DISCUSSION
Cardiac tumours are amongst the rare diseases of heart with incidence of 0.02 %. Metastatic tumours are more common to heart as compared to primary tumours. Median age of presentation is 50 years (1). Atrial myxoma constitutes about more than 50% of all benign cardiac neoplasms. 75% of all Atrial Myxoma arises from left atrium, with majority originating at the edge of fossa ovalis, while 15-20% arises from right atrium; commonly at the edge of fossa ovalis. Bilateral myxoma represents extension from one atrium to another via foramen ovale. 3-4% of myxoma arises from ventricle with biventricular extension rarely seen. Vast majority are sporadic with male: female ratio 1:3. 5-10% are familial with slight male preponderance and are multicentric and more likely to recur.(2)
Clinical manifestations are due to location of the myxoma, propensity of embolization and nonspecific constitutional symptoms elaboration of cytokines by the tumour. Patient may present with symptoms of left sided or right sided cardiac failure, depending upon site of mass, point of obstruction caused by the mass. Valvular masses can cause insufficiency or relative stenosis of the mass. Left sided mass can embolise to systemic circulation causing stroke, acute limb ischemia.(3) Echocardiography is initial modality of choice, with advantage of temporal as well as spatial resolution the evaluating the motion of pedunculated tumour in cardiac chamber and its effect on the normal contraction , valvular function and blood flow during cardiac cycle(6). ECG gated CT and MRI can provide additional information in terms of tumour diagnosis, extent and involvement. Treatment is surgical excision of myxoma with cuff of normal endocardium to decrease chances of recurrence and it is usually curative. Resulting defect is closed primarily if possible or with autologous or bovine pericardium. Prognosis is excellent with expected survival equivalent to general population. Overall rate of embolization with cardiac tumour is around 25 %, with tumours in let atrium and aortic valve with maximum embolic potential (4) this is the reason the cases of LA Myxoma should be operated as soon as possible.
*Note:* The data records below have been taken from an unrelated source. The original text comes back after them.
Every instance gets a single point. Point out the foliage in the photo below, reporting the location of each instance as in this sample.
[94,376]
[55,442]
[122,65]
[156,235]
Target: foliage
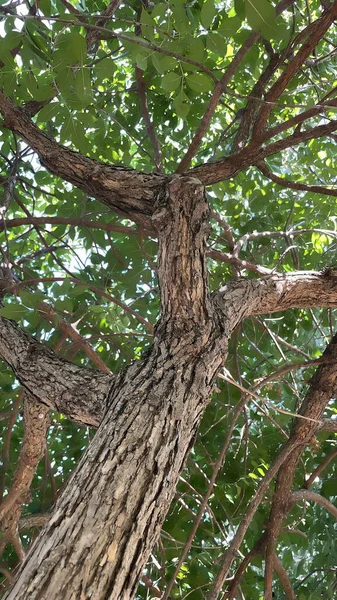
[97,270]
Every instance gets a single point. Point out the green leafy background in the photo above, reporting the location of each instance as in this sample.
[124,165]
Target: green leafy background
[103,281]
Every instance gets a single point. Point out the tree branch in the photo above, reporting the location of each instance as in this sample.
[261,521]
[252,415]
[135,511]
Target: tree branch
[77,392]
[308,495]
[308,483]
[319,189]
[316,31]
[273,293]
[125,190]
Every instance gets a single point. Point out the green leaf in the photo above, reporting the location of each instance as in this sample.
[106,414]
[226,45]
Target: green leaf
[48,112]
[216,43]
[182,105]
[207,14]
[13,311]
[73,48]
[260,14]
[171,81]
[229,27]
[199,82]
[105,69]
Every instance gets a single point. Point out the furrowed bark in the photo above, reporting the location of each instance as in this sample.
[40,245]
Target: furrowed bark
[101,533]
[123,189]
[110,515]
[77,392]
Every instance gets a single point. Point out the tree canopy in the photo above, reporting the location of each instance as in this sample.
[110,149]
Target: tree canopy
[242,96]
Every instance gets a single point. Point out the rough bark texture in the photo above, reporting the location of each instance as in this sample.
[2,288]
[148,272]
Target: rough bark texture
[78,392]
[108,518]
[101,533]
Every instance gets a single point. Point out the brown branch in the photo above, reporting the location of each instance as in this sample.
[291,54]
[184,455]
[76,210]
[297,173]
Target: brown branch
[323,105]
[302,432]
[327,460]
[93,36]
[308,495]
[7,440]
[147,119]
[220,89]
[37,422]
[323,387]
[150,586]
[29,521]
[329,425]
[225,168]
[237,262]
[284,579]
[49,313]
[74,222]
[227,229]
[317,31]
[77,392]
[253,105]
[293,185]
[123,189]
[205,499]
[214,101]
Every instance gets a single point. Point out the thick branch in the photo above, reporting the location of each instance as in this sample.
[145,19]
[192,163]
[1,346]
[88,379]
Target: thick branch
[308,495]
[77,392]
[317,31]
[301,289]
[125,190]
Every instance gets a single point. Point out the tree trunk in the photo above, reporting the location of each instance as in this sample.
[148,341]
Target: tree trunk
[109,517]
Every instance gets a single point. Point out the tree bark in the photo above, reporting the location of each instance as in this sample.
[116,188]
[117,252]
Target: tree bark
[110,514]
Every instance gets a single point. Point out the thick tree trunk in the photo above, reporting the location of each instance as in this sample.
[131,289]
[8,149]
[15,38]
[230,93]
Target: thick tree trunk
[110,515]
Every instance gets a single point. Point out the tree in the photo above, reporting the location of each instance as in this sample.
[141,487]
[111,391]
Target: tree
[115,119]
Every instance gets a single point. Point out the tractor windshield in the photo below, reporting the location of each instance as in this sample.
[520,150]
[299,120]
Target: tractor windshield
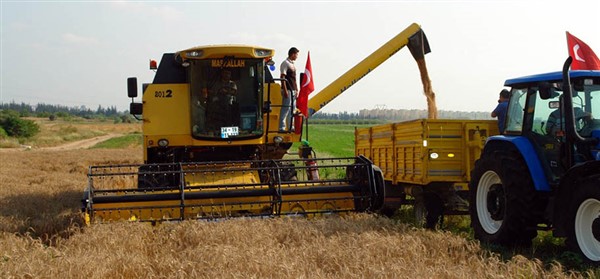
[549,114]
[225,97]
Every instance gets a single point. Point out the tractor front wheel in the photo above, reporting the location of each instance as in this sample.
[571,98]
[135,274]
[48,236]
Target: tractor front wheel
[502,199]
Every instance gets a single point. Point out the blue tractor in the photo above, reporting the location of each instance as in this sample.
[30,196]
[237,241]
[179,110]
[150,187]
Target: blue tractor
[543,172]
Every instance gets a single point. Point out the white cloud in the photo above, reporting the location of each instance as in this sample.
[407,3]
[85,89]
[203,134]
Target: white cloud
[76,39]
[166,13]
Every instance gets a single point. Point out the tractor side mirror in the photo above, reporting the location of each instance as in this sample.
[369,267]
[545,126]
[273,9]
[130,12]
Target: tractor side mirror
[546,90]
[132,87]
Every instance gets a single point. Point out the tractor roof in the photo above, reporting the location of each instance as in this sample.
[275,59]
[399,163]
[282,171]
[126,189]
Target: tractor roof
[551,77]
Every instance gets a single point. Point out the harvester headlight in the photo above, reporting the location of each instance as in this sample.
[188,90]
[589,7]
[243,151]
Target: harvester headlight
[163,142]
[195,53]
[262,52]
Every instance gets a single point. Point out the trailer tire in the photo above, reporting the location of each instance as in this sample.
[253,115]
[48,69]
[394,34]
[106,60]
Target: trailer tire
[583,233]
[502,199]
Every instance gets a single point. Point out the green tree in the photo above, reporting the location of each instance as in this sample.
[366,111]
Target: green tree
[16,126]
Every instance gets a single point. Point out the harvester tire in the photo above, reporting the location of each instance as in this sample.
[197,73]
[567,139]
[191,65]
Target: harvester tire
[502,199]
[583,233]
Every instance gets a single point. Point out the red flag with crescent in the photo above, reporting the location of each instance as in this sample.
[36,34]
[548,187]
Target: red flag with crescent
[307,86]
[583,56]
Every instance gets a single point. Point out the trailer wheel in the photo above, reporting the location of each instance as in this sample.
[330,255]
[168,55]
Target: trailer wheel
[584,225]
[501,200]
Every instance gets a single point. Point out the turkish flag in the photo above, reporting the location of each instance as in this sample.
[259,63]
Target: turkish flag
[583,56]
[307,86]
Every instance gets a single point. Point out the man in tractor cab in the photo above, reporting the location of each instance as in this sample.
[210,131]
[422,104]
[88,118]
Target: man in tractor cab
[555,120]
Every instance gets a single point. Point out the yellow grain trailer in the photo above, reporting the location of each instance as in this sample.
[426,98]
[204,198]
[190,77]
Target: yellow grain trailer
[429,160]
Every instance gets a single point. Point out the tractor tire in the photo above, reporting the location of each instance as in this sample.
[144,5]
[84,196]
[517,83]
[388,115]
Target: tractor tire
[502,199]
[583,232]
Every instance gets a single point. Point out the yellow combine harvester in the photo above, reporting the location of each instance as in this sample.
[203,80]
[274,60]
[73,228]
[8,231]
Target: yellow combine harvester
[213,148]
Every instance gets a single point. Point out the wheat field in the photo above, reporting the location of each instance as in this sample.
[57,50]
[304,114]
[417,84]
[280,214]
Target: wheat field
[42,236]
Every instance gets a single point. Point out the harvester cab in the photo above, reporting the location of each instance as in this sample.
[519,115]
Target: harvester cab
[544,171]
[213,147]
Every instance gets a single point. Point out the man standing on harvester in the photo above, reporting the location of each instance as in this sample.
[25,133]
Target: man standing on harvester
[289,88]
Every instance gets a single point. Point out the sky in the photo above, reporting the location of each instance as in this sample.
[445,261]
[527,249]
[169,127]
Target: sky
[80,53]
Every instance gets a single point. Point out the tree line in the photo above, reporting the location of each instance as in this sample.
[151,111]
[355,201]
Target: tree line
[45,110]
[396,115]
[14,125]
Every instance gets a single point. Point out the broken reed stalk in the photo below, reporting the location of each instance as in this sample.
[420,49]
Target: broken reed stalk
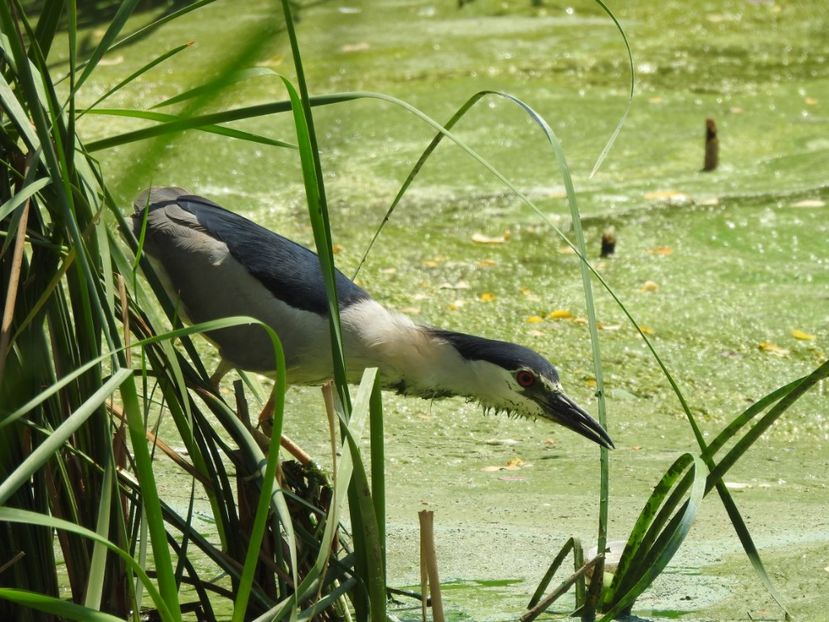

Resection of LA myxoma requires CPB support. Although there are no set guidelines for commencing cardiopulmonary bypass in cases of Myxoma, The society of Thoracic Surgeons Clinical Practice Guidelines published in 2011; recommend delaying surgery for Infective Endocarditis complicated by intra cranial bleed by up to 4 weeks from onset of cerebrovascular complications, due to the risk of extension of haemorrhage potentially causing lifelong morbidity or life threatening consequences from existing site of intracranial bleed.(7) Considering the risks of the extension of intracranial bleed, the surgery was delayed by 4 weeks in our patient.